No significant relationship was observed between the SSI and the subcutaneous agents used (p = 0.332). It was observed that there was a statistically significant increase in the rate of incisional surgical site infections as the period of hospitalization (p = 0.044), patient's age (p = 0.003), existence of comorbidities (p = 0.001), and perioperative blood transfusion (p = 0.021) increased.
Subcutaneous agents are not effective in preventing surgical site infections after gynecologic oncology surgeries. Further large-scale prospective randomized controlled studies may provide other options to prevent SSIs.

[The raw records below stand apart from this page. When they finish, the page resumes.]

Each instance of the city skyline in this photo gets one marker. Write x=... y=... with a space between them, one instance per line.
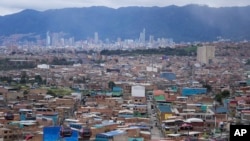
x=13 y=6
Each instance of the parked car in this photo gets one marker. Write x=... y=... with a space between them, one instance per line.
x=186 y=126
x=85 y=133
x=9 y=116
x=65 y=131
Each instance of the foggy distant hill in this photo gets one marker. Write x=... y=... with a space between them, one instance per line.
x=187 y=23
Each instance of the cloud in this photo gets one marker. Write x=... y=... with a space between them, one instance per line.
x=11 y=6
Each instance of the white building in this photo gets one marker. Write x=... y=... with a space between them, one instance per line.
x=205 y=54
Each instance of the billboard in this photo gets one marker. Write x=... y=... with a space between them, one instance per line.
x=193 y=91
x=138 y=91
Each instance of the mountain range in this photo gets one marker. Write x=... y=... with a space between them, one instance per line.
x=186 y=23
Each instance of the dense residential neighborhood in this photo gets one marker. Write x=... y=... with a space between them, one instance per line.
x=67 y=94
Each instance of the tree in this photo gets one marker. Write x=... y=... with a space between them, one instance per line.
x=38 y=79
x=209 y=88
x=25 y=92
x=24 y=77
x=111 y=85
x=225 y=93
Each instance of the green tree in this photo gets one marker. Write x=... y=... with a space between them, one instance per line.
x=38 y=79
x=24 y=77
x=225 y=93
x=209 y=87
x=111 y=85
x=25 y=92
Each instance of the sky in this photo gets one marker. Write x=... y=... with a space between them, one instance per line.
x=13 y=6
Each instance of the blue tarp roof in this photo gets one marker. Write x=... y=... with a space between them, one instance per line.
x=220 y=110
x=135 y=139
x=165 y=108
x=110 y=134
x=117 y=89
x=53 y=134
x=168 y=75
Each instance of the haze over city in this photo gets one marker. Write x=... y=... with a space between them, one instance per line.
x=13 y=6
x=124 y=70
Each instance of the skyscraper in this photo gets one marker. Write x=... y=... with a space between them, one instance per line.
x=96 y=37
x=205 y=54
x=48 y=40
x=142 y=38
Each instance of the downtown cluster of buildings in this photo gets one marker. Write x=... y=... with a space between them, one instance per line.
x=127 y=98
x=59 y=40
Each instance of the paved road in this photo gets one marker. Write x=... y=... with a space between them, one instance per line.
x=155 y=132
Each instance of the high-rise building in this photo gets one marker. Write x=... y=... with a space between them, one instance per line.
x=205 y=54
x=96 y=37
x=48 y=40
x=143 y=36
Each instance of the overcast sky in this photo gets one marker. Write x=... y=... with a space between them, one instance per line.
x=13 y=6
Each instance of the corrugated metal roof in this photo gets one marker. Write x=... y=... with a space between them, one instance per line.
x=165 y=108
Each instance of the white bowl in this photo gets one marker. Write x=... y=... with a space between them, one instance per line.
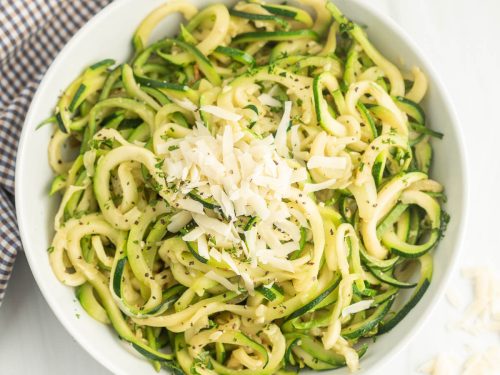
x=108 y=35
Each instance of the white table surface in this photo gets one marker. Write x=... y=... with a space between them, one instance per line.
x=462 y=38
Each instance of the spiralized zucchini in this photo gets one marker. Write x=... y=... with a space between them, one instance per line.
x=251 y=194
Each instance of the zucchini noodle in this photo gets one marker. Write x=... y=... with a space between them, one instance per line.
x=251 y=195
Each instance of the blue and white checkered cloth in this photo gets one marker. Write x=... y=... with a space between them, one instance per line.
x=32 y=32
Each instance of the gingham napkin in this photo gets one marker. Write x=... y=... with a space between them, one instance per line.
x=32 y=32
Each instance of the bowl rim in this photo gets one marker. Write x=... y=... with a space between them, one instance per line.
x=370 y=11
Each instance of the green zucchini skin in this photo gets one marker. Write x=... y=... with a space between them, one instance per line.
x=276 y=72
x=357 y=330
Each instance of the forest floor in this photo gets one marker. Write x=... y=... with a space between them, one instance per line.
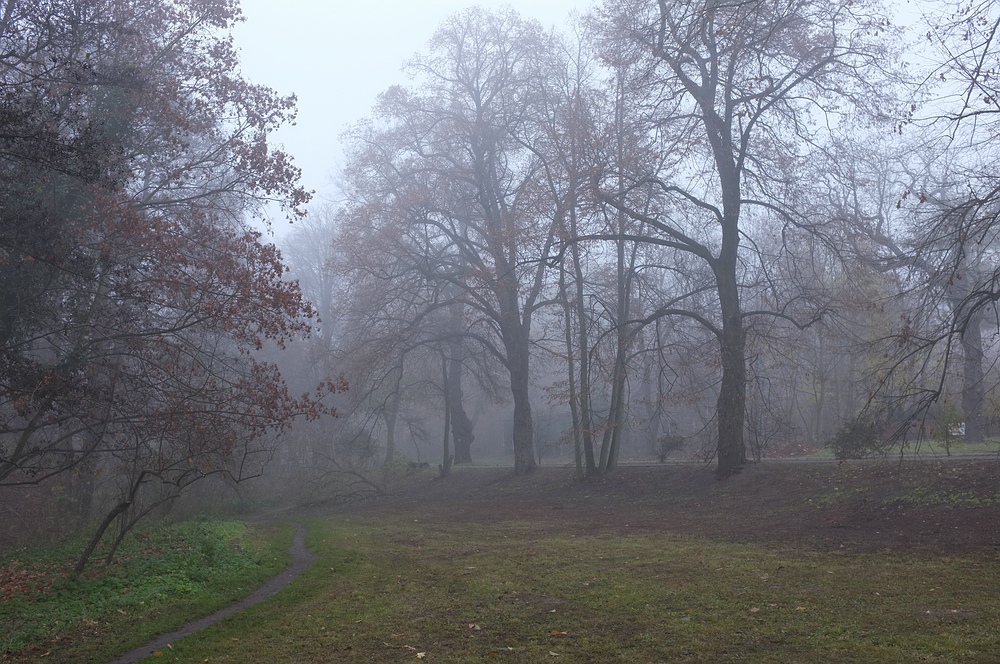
x=786 y=562
x=944 y=505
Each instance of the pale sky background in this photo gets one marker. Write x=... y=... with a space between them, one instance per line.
x=337 y=56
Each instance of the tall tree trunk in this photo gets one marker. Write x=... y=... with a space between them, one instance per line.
x=118 y=509
x=586 y=417
x=731 y=406
x=391 y=413
x=972 y=383
x=574 y=408
x=524 y=435
x=445 y=468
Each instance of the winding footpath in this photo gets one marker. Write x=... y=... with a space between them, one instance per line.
x=301 y=559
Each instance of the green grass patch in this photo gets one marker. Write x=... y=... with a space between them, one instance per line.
x=400 y=589
x=163 y=577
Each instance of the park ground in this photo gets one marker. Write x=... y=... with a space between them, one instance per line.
x=860 y=561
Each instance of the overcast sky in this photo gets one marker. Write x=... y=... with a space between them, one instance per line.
x=337 y=56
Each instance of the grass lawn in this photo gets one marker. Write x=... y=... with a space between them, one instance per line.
x=162 y=578
x=520 y=592
x=652 y=565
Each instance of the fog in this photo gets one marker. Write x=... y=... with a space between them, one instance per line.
x=715 y=233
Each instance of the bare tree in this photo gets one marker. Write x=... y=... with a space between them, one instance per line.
x=740 y=86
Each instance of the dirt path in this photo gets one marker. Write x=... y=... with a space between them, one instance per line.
x=301 y=559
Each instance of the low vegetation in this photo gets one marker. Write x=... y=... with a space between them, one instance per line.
x=162 y=578
x=859 y=562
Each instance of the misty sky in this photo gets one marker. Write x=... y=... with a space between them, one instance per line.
x=337 y=56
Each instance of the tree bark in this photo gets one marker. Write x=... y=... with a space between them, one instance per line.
x=972 y=381
x=461 y=426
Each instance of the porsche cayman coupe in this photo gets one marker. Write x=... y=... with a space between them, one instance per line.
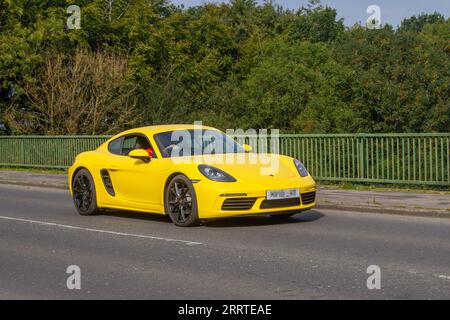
x=173 y=170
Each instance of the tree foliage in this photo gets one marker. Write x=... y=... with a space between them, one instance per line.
x=240 y=64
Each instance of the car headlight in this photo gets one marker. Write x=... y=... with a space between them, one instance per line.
x=215 y=174
x=300 y=168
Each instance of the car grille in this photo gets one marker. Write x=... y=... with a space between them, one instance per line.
x=308 y=197
x=238 y=204
x=279 y=203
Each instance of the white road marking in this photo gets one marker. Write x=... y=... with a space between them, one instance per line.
x=43 y=223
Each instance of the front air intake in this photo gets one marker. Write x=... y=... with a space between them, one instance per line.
x=239 y=204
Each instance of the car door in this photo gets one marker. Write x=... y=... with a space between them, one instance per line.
x=134 y=180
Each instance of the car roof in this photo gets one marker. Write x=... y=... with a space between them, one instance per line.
x=151 y=130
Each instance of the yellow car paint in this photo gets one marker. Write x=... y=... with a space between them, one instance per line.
x=140 y=185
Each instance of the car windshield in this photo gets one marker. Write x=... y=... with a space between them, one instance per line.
x=181 y=143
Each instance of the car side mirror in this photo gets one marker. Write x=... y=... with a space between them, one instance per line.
x=140 y=154
x=247 y=147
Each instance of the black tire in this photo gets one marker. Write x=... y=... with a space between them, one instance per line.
x=84 y=196
x=282 y=216
x=180 y=202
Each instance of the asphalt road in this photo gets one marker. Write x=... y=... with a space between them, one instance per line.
x=320 y=254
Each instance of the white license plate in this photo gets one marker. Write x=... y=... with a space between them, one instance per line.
x=282 y=194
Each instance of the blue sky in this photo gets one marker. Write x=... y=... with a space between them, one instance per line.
x=392 y=11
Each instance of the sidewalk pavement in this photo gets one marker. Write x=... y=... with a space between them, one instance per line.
x=429 y=204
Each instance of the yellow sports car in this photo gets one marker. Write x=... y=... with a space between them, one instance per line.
x=190 y=174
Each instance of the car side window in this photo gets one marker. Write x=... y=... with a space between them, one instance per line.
x=128 y=145
x=115 y=146
x=137 y=141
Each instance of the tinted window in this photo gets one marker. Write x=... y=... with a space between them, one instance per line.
x=195 y=142
x=115 y=146
x=125 y=144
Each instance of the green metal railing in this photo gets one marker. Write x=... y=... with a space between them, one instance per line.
x=45 y=151
x=381 y=158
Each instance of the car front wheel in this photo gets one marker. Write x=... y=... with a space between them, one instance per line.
x=180 y=202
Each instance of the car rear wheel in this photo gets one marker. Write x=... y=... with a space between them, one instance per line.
x=84 y=196
x=180 y=202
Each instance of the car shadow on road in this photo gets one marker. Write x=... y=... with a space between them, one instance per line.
x=262 y=220
x=242 y=221
x=138 y=215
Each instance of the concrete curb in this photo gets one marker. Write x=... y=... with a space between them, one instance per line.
x=428 y=213
x=31 y=184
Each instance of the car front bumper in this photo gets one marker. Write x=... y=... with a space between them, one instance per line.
x=219 y=199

妇科肿瘤手术后手术部位感染(SSI)对患者和外科医生而言都是一个严重问题,会增加发病率、延长住院时间、引发焦虑并增加费用。在这项前瞻性、随机、对照研究中,我们调查了皮下注射利福平与聚维酮碘对妇科肿瘤手术后切口SSI的影响。
因任何恶性妇科疾病计划进行腹部手术的300例患者被随机分为三组,每组100例,具体如下:第1组皮下组织用生理盐水冲洗;第2组用生理盐水+10%聚维酮碘;第3组用生理盐水+利福平。患者在30天内每10天接受一次随访以进行评估。记录发生浅表切口SSI的患者。
未观察到SSI与所使用的皮下用药之间存在显著关系(p = 0.332)。观察到随着住院时间(p = 0.044)、患者年龄(p = 0.003)、合并症的存在(p = 0.001)以及围手术期输血(p = 0.021)的增加,切口手术部位感染率有统计学意义的升高。
皮下用药对预防妇科肿瘤手术后的手术部位感染无效。进一步的大规模前瞻性随机对照研究可能会提供预防SSI的其他选择。